#Ollama 70B Crashes OpenClaw on first prompt?
1 messages · Page 1 of 1 (latest)
That symptom lines up with OpenClaw driving Ollama very differently than ollama run:
- Ollama streaming is disabled by default in OpenClaw, so you won’t see tokens dribbling in — you only get the reply when the whole generation finishes. (So a long generation looks like a “hang”.)
- If you enabled Ollama auto‑discovery, OpenClaw will often set a very large
maxTokens(docs say it defaults to 10× the context window). For an 8k ctx model that can be ~80k tokens of generation budget, which can absolutely peg GPU/RAM and “never” finish for a 70B model.
Docs: https://docs.openclaw.ai/providers/ollama (see Model discovery + Streaming Configuration)

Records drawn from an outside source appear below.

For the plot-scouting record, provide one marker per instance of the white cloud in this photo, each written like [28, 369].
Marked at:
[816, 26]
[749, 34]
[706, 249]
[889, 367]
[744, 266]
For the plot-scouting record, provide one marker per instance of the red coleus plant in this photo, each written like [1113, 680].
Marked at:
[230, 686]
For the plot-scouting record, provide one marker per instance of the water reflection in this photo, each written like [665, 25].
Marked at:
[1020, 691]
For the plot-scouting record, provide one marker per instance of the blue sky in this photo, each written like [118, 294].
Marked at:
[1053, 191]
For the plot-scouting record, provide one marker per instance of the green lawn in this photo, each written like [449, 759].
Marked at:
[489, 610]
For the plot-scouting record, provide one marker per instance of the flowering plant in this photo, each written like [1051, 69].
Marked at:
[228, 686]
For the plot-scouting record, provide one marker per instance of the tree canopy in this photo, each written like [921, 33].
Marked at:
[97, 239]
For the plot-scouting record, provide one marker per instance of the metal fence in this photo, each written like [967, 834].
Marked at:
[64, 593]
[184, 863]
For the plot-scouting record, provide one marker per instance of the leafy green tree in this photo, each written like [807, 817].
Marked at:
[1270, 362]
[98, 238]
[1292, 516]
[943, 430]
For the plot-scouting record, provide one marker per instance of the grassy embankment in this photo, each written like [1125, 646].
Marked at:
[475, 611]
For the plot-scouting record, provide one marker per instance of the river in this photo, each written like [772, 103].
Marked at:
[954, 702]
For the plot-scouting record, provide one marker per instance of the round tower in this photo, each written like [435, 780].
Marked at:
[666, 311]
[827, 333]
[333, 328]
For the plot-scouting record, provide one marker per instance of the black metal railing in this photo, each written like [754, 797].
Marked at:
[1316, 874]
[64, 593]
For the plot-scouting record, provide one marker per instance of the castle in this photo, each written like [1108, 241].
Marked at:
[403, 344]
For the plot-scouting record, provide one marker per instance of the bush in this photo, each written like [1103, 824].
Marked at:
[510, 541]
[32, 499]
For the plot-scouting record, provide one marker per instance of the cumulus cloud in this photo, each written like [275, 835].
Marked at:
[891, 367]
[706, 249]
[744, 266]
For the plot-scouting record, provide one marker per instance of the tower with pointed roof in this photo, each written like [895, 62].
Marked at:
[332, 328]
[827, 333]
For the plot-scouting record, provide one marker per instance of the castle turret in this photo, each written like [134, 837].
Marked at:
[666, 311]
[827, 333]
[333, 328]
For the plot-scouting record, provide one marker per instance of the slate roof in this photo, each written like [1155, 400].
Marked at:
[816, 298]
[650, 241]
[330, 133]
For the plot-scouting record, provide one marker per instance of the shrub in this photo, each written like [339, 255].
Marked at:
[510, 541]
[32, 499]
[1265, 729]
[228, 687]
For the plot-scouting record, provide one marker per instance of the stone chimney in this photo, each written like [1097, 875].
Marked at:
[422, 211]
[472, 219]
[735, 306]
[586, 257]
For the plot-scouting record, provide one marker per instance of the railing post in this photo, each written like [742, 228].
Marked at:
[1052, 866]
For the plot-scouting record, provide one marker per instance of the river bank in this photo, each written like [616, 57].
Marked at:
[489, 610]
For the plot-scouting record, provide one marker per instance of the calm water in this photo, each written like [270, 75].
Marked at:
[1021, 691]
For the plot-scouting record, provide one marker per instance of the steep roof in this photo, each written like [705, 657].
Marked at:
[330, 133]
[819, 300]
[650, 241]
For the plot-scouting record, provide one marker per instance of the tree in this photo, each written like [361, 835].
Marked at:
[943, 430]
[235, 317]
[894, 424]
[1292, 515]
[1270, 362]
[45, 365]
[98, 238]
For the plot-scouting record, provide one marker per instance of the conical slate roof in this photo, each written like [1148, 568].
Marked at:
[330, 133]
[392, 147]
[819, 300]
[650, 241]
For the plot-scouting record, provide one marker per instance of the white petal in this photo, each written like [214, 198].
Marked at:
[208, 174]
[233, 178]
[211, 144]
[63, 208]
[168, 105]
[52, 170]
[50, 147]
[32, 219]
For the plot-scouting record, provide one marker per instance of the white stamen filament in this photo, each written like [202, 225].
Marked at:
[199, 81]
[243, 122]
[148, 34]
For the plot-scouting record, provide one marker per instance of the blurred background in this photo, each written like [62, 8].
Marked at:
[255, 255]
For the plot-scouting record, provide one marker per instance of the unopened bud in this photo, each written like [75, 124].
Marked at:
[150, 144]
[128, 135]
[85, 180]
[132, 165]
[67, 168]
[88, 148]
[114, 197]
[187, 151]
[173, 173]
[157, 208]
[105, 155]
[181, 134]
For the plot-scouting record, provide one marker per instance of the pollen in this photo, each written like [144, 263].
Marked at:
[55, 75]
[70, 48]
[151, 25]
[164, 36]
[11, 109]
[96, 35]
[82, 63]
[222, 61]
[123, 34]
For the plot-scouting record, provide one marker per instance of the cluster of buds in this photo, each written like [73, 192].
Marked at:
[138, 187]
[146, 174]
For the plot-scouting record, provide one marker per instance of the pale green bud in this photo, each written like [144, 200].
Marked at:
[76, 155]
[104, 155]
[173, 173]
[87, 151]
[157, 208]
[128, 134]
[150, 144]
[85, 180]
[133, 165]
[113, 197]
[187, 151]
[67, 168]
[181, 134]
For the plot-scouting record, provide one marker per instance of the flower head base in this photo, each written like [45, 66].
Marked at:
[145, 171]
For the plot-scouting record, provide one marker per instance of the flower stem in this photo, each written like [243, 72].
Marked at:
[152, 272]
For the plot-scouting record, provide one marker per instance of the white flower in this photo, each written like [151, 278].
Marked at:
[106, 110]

What I’d try first (fastest)
A. Check what OpenClaw thinks the limits are
Run:
openclaw --versionopenclaw models status(or in TUI:/model status)
You’re looking for your ollama/... model showing a huge maxTokens and streaming: false.
B. Cap maxTokens for that Ollama model
Easiest fix is to override the model’s request params to something sane (ex: 512–2048) so it can’t run for ages.
In ~/.openclaw/openclaw.json (JSON5), add an override like:
{
agents: {
defaults: {
models: {
"ollama/<your-model-id-here>": {
params: { maxTokens: 1024 },
},
},
},
},
}
(Replace <your-model-id-here> with exactly what /model status shows, e.g. llama3.3:70b etc.)